Les dix armes des adversaires de la Laïcité.
Depuis le 10 décembre 1905, c'est-à-dire dès le lendemain de l'adoption de la loi instituant la Séparation des églises et de l'Etat et le principe de la Liberté de Conscience, les cultes se déchainent contre cette loi qui fonde l'esprit de liberté de conscience dans notre République.
Si l'église catholique a pris la première l'offensive, n'acceptant que contrainte et forcée la loi républicaine, c'est parce que cette loi, en radiant les communautés religieuses de l'enseignement, leur a retiré le contrôle des consciences que l'ancien régime leur accordait.

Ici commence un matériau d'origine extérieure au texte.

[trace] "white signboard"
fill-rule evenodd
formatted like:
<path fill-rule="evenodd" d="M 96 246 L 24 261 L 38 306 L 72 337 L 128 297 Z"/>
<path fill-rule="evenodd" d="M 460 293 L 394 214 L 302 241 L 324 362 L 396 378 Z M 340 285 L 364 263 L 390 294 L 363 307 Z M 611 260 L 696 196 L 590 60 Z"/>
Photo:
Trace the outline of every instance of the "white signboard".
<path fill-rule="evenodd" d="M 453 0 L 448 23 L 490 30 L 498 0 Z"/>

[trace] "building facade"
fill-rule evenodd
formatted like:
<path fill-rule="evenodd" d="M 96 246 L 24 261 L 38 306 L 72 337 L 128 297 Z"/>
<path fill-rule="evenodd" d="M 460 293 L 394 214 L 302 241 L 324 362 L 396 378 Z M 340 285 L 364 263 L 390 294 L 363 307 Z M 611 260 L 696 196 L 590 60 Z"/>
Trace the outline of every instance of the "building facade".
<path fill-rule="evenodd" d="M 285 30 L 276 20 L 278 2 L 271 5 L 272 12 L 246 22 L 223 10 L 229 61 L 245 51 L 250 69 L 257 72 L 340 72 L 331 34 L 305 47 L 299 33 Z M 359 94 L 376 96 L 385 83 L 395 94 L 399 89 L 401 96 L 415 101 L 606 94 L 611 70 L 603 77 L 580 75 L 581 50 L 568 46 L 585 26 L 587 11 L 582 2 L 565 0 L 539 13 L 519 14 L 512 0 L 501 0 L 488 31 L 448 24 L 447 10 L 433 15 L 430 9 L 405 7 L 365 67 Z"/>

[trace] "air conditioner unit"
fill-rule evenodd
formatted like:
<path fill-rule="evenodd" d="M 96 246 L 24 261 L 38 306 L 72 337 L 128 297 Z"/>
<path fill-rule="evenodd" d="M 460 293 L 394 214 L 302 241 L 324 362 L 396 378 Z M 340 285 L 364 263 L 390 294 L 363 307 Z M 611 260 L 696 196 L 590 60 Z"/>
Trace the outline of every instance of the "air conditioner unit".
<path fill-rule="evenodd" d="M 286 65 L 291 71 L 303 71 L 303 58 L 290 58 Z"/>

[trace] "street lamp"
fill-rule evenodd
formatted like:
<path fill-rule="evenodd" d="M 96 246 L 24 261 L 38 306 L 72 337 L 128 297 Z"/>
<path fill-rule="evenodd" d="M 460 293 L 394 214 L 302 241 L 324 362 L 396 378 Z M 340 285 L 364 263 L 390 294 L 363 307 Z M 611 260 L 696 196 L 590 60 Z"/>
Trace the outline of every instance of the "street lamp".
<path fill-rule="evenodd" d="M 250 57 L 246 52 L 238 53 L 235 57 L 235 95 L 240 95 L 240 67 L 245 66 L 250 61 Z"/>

Les autres cultes ont adopté des attitudes différentes. Les cultes juif et protestants ont accepté, très rapidement les règles républicaines.

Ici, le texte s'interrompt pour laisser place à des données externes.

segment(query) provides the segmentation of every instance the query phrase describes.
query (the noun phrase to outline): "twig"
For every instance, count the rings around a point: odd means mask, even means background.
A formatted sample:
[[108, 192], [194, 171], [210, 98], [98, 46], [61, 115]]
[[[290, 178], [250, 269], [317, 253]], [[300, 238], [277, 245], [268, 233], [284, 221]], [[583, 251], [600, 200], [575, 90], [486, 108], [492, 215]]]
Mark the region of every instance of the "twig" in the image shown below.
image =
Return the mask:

Mais il n'en est pas de même du culte musulman qui, au fil de son développement sur le territoire national, a vu s'affirmer une large fracture interne entre ceux qui acceptent les lois républicaines et ceux qui affirment une volonté d'hégémonisme autour de la Charia, incompatible avec l'esprit de nos lois.

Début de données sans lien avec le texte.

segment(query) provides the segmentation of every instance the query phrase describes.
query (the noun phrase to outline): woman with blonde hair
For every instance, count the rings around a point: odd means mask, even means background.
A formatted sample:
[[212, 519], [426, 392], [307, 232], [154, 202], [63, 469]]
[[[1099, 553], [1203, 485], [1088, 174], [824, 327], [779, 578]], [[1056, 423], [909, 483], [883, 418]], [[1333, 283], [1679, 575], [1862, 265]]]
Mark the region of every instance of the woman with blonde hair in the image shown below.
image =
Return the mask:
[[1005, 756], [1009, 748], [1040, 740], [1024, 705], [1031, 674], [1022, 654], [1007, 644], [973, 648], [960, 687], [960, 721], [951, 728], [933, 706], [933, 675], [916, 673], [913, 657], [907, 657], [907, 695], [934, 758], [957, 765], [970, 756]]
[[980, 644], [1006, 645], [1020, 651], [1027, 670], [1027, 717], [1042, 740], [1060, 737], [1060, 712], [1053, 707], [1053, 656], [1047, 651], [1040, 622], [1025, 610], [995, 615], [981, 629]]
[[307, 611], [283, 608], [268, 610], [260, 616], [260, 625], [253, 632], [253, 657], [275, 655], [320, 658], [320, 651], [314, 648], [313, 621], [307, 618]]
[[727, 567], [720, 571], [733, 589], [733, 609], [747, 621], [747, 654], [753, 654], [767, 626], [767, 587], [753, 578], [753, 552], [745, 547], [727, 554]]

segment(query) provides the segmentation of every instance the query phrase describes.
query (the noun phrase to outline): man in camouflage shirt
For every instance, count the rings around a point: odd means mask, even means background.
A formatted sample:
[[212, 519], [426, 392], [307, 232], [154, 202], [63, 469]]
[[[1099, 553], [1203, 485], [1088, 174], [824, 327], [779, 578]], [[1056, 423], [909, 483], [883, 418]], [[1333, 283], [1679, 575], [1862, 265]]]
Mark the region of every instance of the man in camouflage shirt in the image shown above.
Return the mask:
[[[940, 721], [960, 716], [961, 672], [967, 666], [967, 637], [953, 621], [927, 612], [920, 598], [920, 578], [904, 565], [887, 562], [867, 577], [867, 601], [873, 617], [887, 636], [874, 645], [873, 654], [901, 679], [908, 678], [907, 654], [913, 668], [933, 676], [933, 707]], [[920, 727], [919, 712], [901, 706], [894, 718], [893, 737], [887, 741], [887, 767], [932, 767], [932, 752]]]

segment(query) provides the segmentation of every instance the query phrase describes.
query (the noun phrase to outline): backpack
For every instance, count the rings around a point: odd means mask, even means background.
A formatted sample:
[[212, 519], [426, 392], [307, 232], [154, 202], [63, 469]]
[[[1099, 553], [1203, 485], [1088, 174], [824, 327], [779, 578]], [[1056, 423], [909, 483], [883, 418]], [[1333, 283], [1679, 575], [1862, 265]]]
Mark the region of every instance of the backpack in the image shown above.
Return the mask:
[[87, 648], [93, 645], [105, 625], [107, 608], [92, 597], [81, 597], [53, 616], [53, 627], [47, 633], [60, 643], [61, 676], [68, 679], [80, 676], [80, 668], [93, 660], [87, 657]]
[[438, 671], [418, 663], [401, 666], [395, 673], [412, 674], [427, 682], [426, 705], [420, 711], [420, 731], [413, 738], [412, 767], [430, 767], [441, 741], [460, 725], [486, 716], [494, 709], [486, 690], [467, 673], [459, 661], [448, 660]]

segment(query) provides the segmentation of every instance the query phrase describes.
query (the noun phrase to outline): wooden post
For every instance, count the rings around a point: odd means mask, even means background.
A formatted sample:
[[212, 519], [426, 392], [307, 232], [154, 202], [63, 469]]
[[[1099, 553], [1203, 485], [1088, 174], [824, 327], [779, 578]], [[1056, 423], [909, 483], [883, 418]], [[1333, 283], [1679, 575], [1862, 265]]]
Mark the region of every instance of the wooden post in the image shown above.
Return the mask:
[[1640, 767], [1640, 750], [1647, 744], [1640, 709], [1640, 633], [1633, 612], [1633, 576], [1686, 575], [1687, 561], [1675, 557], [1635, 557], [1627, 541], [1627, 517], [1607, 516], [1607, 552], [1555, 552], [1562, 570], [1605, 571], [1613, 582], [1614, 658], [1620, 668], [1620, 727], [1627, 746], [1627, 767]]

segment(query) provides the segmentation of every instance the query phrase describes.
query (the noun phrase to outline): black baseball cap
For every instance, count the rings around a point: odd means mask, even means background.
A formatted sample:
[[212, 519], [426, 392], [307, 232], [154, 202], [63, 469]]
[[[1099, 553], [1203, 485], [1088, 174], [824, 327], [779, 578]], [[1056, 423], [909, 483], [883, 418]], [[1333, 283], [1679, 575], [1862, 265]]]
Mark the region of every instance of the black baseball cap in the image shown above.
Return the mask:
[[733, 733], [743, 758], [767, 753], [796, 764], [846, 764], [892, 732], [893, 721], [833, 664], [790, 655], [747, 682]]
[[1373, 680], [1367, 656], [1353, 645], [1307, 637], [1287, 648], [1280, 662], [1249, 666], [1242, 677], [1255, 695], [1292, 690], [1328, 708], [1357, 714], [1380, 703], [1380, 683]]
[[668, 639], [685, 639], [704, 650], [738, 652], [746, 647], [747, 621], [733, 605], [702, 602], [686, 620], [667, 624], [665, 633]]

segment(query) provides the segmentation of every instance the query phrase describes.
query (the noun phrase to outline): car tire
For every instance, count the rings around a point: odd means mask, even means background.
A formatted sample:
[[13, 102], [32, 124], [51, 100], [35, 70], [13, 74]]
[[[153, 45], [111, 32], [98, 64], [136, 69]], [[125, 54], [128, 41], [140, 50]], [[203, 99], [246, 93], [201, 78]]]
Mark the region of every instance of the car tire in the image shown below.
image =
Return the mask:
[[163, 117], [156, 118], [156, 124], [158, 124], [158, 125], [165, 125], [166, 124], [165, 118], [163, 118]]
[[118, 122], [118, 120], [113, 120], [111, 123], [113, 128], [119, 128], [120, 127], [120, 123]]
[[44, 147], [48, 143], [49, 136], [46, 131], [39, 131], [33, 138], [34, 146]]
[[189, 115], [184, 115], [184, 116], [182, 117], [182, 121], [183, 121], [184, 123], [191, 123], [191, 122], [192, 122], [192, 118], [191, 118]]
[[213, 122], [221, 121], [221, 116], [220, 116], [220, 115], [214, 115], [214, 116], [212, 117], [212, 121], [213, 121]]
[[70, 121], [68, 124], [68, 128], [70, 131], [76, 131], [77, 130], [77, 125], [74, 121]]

Tels sont les constats sur la qualité de notre vie citoyenne que l'actualité met en relief avec cette Xème version de la crise du voile, intraitée depuis l'affaire de Creil de 1989.
Il est utile de revenir sur dix armes qu'utilisent les adversaires de la laïcité.
1 - Laïcité has been : L’offensive des néo-conservateurs.
Les bases de l'humanisme laïque sont sapées par un travail idéologique conduit par ce qu’il conviendrait d’appeler les « Anti-Lumières » ou encore les « néo-conservateurs », qui contestent les bases de l'édifice républicain, et notamment son objectif d'émancipation de tout dogme et de toutes tutelles.
Plusieurs axes :
La philosophe Juliette Grange[1] décrit et analyse cette offensive idéologique, depuis les années 70 et qui s’est déployée d’une manière très significative avec « La Manif pour Tous » ou les manifestations du « Printemps Français ».
« Depuis les années 2000, des groupes jusqu'alors discrets (Ichtus, Institut Montaigne, Opus Dei) ciblent le "grand public éclairé" en faisant croire que les idées passéistes et réactionnaires, voire fantaisistes, sont l'objet des recherches les plus sérieuses. »[2]
Il s’agit pour eux, de démontrer que la société républicaine, empreinte d’humanisme laïque, ne pourrait plus être la réponse adéquate aux besoins de la société.
Et l’on voit apparaître, comme en écho, une nouvelle idéologie réactionnaire l’ILLIBERALISME depuis 2014 autour de la Hongrie de Viktor Orban, suivie de la Pologne de Jaroslaw Kaczyński puis de l’Italie de Mattéo Salvini et Luigi Di Maïo.
2 - Laïcité tronquée : L’extrême droite : laïcité versus Islam.
Ce travail de sape s’appuie sur une conception tronquée de la Laïcité. Certains extrémistes, notamment l’extrême droite, développent leur combat en une opposition entre chrétiens, plus spécialement catholiques, et musulmans. La radicalité de certains propos anti musulmans, amplifiée dans les périodes électorales, est patente. Et ces propos font mouche sur un électorat sensible aux déclarations racistes.
3 - Laïcité « plurielle » : Le communautarisme, religion, secte, particularisme.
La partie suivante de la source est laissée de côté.